Nigerians In Diaspora Knock Senate Over Resolution On Security Chiefs

by on April 19, 2018
Nigerians in the Diaspora under the auspices of Nigerians in Diasporas Monitoring Group, NDMG, have stated that the recent call by the Senate for President Muhammadu Buhari to sack the nation’s service chiefs is in furtherance of their ploy to separate the President from his appointees who are diligent.
The Nigerians living abroad dismissed the state of insecurity on which the lawmakers predicated their call as a smokescreen, stressing that security breaches that would have been insignificant in the past are now being highlighted for public attention owing to the dearth of more devastating news.
NDMG, which reacted in a statement issued on Thursday and signed by its Secretary-General, Uchenna D. Okereke, stated that the disposition of the senators can demoralise troops in the battle front and give Boko Haram terrorists an upper hand.
The group maintained that the demand being made by the senators on Buhari is politically motivated and an integral part of  manoeuvring for the 2019 general elections, stressing that the senators do not have the capacity to assess the ongoing war against terrorism, and that hiring of experts is not enough to educate lawmakers on the enormity of what the military contend with in the theatre of war.

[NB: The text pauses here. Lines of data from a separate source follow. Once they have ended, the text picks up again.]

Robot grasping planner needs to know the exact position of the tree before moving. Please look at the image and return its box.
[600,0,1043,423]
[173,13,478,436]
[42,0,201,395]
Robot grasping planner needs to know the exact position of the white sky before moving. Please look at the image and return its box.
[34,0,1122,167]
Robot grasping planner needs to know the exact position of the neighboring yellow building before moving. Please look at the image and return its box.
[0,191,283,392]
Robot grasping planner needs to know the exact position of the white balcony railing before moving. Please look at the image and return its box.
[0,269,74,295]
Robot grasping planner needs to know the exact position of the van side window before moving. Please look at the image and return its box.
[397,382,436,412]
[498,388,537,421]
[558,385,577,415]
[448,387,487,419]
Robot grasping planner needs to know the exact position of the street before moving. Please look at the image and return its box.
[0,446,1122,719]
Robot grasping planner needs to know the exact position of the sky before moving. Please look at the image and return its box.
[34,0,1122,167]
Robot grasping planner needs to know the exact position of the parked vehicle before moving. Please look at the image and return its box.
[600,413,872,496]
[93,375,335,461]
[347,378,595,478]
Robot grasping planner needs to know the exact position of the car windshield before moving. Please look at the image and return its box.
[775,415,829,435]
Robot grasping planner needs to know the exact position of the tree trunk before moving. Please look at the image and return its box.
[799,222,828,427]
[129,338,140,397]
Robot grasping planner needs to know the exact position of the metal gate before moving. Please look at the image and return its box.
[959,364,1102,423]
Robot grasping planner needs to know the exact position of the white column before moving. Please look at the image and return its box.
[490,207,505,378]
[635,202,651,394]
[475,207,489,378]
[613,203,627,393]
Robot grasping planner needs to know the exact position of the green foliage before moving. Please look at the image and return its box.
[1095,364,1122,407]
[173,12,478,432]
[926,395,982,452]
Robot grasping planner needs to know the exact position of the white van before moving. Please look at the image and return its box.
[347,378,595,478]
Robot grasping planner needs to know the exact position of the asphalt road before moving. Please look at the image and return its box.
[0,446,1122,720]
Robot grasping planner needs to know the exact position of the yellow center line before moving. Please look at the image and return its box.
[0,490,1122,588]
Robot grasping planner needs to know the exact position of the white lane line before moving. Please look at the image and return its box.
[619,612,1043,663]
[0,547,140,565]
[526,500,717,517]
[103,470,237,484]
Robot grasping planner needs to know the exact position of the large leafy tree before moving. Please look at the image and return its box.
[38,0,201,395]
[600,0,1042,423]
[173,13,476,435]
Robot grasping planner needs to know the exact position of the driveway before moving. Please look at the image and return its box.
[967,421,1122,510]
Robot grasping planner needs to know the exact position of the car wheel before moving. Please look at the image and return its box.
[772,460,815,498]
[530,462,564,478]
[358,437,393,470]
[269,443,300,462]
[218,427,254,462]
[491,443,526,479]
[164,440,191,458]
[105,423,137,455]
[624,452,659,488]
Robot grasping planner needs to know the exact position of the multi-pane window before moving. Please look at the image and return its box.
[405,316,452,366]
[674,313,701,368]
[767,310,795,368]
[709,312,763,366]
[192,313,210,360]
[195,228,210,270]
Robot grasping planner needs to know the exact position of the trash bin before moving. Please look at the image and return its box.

The statement reads in full…
The Nigerians in Diasporas Monitoring Group [NDMG] is dismayed by the demand from the Senate of the Federal Republic of Nigeria asking that the military service chiefs be changed. The security situation in the country, which Senators cited as their reason, is nothing but a smokescreen given their history of continually trying to isolate President Muhammadu Buhari from the performing ones among his appointees.
NDMG is saddened that the demand by the lawmakers is premised on anecdotal evidences and not the subject of statistical analyses that would have showed that there has been improvement in the responsiveness to security breaches on the part of the Armed Forces. The reality is that incidences that would have been insignificant in the past are now highlighted for public attention for lack of more devastating news; interpreting this as bad has the tendency to demoralize troops and hand the initiative to terrorists.
Coming from lawmakers, who are statutorily expected to use their position to promote peace and stability in the country, we find the demand disconcerting and worrisome. This is especially so when information emanating from certain quarters confirm that the demand is politically motivated and an integral part of the 2019 General Elections manoeuvring.
We invite the Senators to take cognisance of their place as politicians who may not have the requisite competences to assess the counter-insurgency war; this is also not a field where consultants can bring the lawmakers up to speed since it takes those in the war theatre to fully appreciate the enormity of what the military contend with on a minute by minute basis.
The safety and security of Nigerians is more important than the political gains derivable from maligning the military. We therefore align with the individuals and organizations that had challenged the Senate to come up with legislative interventions aimed at bolstering the military’s capacity to combat the evolving threats facing the country instead of searching for scapegoats. In this, we recommend that the federal lawmakers understudy their contemporaries around the world to understand the kind of support the military requires to combat terrorism.
We further challenge the lawmakers to be decisive in charting a course for the future of policing in Nigeria so that the military services can re-focus on their constitutional mandates without the distraction of cleaning up situations that do not require military deployments in other climes. This must concomitantly be backed with realistic budgeting, which a simple comparative analysis with other country will show is totally lacking when what they spend on their armies is considered.
 While we advise the Senate to walk back its poorly thought out position, we use this opportunity to appeal to the military chiefs and the troops under their commands not to be discouraged by the demand from the lawmakers. They should see the call as a minor skirmish in the psychological component of the ongoing counter-insurgency operation. Nigerians, the electorates who these lawmakers represent, greatly appreciate what the service chiefs have done so far.
 Nigeria shall prevail against every primordial interest or sentiment by its traducers and become great again for all her citizens in the nearest future. Let us continue to believe and support the performing ones like the current crop of Service Chiefs in our country.